Phillips has eight walk-off hits in his career and two for the Braves, both of those this weekend.
After Johan Camargo reached on a one-out infield single and went to third on Ender Inciarte's single, Phillips hit a ground-ball single up the middle to give the Braves their 11th win in their last at-bat, after they entered Sunday tied for the major league lead in that category.
Camargo, a rookie, had also played a big role in the Braves' four-run seventh inning Sunday when they erased a 2-0 deficit.
For six innings Sunday, the Braves appeared headed for a fifth offensively challenged loss in six home games and Marlins starter Jose Urena was in line for his fourth consecutive win.
Then the Braves, after managing one hit through six innings, got five hits and four runs in the seventh to turn a two-run deficit into a two-run lead, putting them in position for second consecutive late-innings comeback win to clinch the series.
However, it took reliever Jose Ramirez just two batters in the eighth inning to give back the lead on a Marcell Ozuna home run after a leadoff walk by Christian Yelich. If the Braves were going to pull out a late-innings win, they'd have to take the lead twice.
And they did.
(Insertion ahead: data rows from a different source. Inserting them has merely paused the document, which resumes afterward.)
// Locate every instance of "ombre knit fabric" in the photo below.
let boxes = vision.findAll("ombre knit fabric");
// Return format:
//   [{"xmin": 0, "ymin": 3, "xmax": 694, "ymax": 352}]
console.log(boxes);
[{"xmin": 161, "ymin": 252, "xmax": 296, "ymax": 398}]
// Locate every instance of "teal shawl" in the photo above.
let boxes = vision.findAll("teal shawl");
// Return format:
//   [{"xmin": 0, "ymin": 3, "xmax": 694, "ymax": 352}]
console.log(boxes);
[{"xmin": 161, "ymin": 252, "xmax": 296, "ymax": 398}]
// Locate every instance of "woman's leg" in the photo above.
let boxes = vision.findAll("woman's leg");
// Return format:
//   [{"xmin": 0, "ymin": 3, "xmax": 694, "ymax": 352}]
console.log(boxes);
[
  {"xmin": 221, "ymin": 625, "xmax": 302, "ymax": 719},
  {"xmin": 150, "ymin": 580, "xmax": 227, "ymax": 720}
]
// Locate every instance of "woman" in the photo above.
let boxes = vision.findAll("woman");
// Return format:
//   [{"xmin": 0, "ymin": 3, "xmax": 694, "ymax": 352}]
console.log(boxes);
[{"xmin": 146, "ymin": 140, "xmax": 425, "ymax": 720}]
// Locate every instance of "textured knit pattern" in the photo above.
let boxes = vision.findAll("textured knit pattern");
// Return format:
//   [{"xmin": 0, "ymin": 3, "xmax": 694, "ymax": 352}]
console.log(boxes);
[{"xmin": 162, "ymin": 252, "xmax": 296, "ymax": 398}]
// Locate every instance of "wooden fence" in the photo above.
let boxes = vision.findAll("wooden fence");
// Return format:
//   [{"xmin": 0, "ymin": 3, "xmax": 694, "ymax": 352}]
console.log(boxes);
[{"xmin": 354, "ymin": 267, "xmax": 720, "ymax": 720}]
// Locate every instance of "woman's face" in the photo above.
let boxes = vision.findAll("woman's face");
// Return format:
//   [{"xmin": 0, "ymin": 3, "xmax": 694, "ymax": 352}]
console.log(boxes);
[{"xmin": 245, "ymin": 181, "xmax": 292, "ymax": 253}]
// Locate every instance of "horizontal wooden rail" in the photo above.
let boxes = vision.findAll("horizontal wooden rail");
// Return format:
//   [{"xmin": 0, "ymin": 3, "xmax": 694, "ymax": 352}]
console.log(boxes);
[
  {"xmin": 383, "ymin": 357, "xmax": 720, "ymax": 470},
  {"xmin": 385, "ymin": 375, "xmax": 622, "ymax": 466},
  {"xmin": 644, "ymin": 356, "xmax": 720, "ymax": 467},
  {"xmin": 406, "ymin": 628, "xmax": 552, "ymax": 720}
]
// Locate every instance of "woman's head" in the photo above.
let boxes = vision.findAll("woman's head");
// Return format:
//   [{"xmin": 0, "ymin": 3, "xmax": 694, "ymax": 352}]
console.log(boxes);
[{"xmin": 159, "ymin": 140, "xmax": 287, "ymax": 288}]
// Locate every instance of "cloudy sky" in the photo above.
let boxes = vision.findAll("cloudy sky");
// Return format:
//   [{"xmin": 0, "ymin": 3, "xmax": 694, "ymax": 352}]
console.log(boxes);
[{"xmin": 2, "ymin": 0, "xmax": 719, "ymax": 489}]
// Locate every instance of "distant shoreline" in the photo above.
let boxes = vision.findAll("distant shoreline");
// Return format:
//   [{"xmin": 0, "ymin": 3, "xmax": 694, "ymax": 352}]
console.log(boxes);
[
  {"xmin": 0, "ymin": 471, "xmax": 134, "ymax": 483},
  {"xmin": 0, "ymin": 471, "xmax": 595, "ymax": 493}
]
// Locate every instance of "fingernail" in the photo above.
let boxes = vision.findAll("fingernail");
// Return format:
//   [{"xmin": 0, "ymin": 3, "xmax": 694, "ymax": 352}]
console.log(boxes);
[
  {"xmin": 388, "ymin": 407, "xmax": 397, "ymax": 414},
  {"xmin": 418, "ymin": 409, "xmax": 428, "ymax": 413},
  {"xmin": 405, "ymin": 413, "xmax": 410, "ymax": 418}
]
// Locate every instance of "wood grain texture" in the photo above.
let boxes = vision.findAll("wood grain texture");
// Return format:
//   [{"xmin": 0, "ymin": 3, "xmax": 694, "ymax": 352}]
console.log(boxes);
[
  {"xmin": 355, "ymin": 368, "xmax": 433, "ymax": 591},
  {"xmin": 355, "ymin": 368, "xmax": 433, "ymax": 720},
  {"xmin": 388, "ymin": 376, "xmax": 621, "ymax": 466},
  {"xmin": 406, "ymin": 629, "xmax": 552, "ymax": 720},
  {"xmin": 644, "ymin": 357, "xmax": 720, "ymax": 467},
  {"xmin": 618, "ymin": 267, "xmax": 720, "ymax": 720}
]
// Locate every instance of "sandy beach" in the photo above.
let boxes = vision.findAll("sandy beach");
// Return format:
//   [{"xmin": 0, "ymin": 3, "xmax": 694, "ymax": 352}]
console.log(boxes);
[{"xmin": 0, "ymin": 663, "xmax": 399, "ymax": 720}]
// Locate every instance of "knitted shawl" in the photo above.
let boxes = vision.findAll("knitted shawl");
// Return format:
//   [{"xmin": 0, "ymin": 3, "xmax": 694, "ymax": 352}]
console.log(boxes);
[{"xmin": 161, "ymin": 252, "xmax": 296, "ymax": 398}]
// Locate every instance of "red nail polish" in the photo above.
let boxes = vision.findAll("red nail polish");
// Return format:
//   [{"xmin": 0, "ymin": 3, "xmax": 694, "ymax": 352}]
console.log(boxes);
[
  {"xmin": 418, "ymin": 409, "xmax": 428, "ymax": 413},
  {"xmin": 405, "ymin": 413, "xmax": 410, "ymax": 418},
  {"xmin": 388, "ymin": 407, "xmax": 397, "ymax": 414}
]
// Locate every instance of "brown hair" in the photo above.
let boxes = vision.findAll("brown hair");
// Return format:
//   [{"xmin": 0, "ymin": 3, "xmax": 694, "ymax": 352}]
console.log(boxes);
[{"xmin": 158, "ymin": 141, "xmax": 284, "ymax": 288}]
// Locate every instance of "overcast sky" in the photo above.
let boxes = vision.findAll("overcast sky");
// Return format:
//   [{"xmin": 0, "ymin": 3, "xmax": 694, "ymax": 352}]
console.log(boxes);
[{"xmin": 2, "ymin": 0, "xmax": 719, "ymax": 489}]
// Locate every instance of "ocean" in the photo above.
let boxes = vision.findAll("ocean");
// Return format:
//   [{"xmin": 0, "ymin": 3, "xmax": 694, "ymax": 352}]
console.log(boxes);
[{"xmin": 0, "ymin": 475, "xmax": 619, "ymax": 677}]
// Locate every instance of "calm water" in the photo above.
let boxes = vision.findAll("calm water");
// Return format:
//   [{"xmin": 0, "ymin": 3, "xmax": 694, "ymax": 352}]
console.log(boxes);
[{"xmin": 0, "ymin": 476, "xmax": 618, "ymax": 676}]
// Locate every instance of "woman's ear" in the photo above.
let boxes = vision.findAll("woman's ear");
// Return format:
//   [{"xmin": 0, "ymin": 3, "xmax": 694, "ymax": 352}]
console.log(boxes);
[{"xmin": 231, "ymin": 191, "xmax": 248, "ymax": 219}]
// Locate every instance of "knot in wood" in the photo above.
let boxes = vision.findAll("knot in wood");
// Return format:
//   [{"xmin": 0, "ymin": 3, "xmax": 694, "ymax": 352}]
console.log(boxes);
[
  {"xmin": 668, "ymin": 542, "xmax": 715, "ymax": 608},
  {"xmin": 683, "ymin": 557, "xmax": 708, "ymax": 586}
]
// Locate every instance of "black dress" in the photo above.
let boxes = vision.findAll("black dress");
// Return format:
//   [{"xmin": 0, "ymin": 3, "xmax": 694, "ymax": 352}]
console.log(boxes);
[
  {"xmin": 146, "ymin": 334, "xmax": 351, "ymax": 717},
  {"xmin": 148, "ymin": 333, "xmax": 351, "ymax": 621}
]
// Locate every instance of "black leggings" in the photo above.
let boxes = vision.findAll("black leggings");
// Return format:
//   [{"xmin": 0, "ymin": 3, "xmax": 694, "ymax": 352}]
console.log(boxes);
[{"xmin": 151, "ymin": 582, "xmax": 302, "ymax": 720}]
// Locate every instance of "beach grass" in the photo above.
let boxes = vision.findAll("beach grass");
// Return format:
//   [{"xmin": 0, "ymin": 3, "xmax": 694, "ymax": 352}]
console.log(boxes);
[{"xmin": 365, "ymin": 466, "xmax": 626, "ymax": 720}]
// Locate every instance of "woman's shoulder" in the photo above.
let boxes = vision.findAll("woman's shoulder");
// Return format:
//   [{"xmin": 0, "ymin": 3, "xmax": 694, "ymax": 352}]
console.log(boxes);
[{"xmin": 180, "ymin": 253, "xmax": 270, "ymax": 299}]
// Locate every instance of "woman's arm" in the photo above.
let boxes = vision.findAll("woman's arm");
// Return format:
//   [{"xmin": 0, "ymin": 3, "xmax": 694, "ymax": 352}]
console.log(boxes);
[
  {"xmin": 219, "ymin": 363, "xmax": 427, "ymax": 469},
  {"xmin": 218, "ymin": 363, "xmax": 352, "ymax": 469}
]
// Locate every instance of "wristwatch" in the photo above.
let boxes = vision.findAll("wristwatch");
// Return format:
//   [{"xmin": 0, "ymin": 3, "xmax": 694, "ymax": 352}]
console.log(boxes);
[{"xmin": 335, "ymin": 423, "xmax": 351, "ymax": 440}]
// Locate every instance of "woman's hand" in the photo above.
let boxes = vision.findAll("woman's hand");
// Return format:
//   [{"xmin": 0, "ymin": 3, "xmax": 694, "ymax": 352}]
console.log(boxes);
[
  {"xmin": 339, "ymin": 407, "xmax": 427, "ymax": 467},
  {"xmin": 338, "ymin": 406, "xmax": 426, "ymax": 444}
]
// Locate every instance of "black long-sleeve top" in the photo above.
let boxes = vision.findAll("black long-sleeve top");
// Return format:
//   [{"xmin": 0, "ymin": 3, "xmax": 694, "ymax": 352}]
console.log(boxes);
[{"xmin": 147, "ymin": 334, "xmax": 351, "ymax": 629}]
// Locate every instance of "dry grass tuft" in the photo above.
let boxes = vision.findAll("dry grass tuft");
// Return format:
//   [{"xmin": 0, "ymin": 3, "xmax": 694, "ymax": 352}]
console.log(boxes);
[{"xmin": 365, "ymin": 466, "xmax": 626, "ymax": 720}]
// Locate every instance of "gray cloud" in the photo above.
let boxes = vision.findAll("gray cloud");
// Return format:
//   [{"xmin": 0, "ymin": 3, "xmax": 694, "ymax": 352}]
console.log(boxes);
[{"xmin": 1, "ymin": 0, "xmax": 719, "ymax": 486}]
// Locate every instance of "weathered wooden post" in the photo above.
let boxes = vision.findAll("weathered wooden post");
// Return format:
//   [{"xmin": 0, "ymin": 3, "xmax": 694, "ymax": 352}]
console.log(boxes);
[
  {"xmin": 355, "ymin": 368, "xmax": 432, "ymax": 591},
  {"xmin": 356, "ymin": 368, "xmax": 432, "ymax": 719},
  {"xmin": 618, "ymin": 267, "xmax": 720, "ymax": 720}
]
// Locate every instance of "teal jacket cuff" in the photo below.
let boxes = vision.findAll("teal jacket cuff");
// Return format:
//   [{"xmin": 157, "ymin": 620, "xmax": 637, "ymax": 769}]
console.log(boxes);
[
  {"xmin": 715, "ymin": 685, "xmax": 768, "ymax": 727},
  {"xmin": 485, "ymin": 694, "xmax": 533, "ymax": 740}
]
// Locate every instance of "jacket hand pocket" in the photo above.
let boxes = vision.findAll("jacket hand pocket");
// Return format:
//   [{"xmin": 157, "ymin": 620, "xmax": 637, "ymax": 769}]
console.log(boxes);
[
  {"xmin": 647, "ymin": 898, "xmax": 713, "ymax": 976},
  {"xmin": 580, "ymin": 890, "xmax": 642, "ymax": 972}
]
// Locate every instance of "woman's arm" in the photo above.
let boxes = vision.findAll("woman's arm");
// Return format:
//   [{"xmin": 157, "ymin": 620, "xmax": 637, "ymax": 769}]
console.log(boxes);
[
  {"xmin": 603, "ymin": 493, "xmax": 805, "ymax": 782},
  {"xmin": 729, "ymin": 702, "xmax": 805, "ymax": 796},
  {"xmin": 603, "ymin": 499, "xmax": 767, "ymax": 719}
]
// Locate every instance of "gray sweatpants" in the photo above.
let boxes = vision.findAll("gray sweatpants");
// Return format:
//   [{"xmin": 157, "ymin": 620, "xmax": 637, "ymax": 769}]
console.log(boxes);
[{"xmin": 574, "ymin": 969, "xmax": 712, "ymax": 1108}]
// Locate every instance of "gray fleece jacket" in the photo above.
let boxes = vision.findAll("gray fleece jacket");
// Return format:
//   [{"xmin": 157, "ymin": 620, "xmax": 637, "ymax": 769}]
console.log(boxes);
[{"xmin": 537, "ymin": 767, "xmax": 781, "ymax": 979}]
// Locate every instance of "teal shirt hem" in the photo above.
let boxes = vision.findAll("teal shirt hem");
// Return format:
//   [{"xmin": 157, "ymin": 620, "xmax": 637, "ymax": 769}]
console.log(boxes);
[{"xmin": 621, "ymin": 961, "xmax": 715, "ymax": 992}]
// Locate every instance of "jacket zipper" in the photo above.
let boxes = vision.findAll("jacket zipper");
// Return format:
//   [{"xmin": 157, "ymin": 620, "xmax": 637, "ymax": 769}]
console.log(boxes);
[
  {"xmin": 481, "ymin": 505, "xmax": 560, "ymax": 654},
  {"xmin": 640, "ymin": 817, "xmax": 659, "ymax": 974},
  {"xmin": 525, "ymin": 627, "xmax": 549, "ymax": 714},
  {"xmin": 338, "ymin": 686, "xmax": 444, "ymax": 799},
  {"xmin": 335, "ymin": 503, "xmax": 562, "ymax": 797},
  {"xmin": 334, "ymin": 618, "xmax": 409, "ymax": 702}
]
Against a Marlins team that had won 14 of 20 games before losing two Saturday and Sunday.
Urena was a different kind of effectively wild, hitting three batters with pitches before the end of the third inning but allowing just one hit and one walk through six innings. He wasn't charged with a run until after he left the game following two singles to start the seventh.
Braves manager Brian Snitker was ejected for arguing after Matt Adams struck out looking to end the sixth inning, an inning that saw the Braves draw two walks within the first three batters but fail to talk advantage.
The only scoring before the Braves' four-run seventh inning came on Justin Bour's two-run single in the sixth against Braves starter Mike Foltynewicz, who allowed seven hits, two runs and two walks with four strikeouts in six innings.
Bour has a career-high 11 homers, 30 RBIs and an OPS above 1.000 in 37 games against the Braves, but he's hardly just an Atlanta nemesis: In his past 25 games before Sunday, he hit .395 with 13 homers, 24 RBIs and a .458 OBP and 1.354 OPS. He had six hits, three homers and four RBIs in five games against the Braves in that span, then added two more hits and two RBIs Sunday.
The Braves failed to score after loading the bases with none out in the second inning and didn't get another runner past first base until the seventh inning, when Kurt Suzuki and Dansby Swanson got consecutive singles to start the inning and chase Urena from the game.
With runners on the corners, reliever David Phelps entered the fray to face rookie Rio Ruiz, who hit towering sacrifice fly to cut the lead in half, 2-1. Next up was another rookie, pinch-hitter Camargo, whose single to center scored Swanson with the tying run.
Endere Inciarte followed with the Braves' fourth single in five batters and Camargo hustled from first to third on the hit to shallow center, cooly blowing a bubble as he slid into third on a close play.
In came another right-handed reliever, Nick Wittgren, whose first pitch was driven the other way down the third-base line by Nick Markakis to drive in two more runs and give the Braves a 4-2 lead.
After getting one hit in the first six inning, the Braves got five hits (all singles) in the seventh before the second out of the inning, using that barrage coupled with a walk and a sac fly to turn a two-run deficit into a two-run lead.
Foltynewicz allowed only one runner to advance past first base through five innings, that in the third when JT Riddle drew a leadoff walk, advanced on a sacrifice bunt, went to third on Dee Gordon's infield hit before getting caught in a rundown between third and home when Giancarlo Stanton struck out for an inning-ending double play.
But third time through a lineup has been a weakness for him, and it was again Sunday. Leadoff man Dee Gordon marked the beginning of the third time through the order by starting the sixth inning with a single, and one out later Christian Yelich singled to put runners on first and second. Marcell Ozuna walked to load the bases before Justin Bour's two-out single to center gave the Marlins a 2-0 lead.
Derek Dietrich followed with another single _ that made it four hits, two walks by the first seven batters of the inning _ before Foltynewicz struck out A.J. Ellis and got JT Riddle on a fly-out to end the inning. But the damage was done and it was a two-run deficit on a day when the Braves had only one hit to that point of the game and had advanced a runner past first base in only one inning.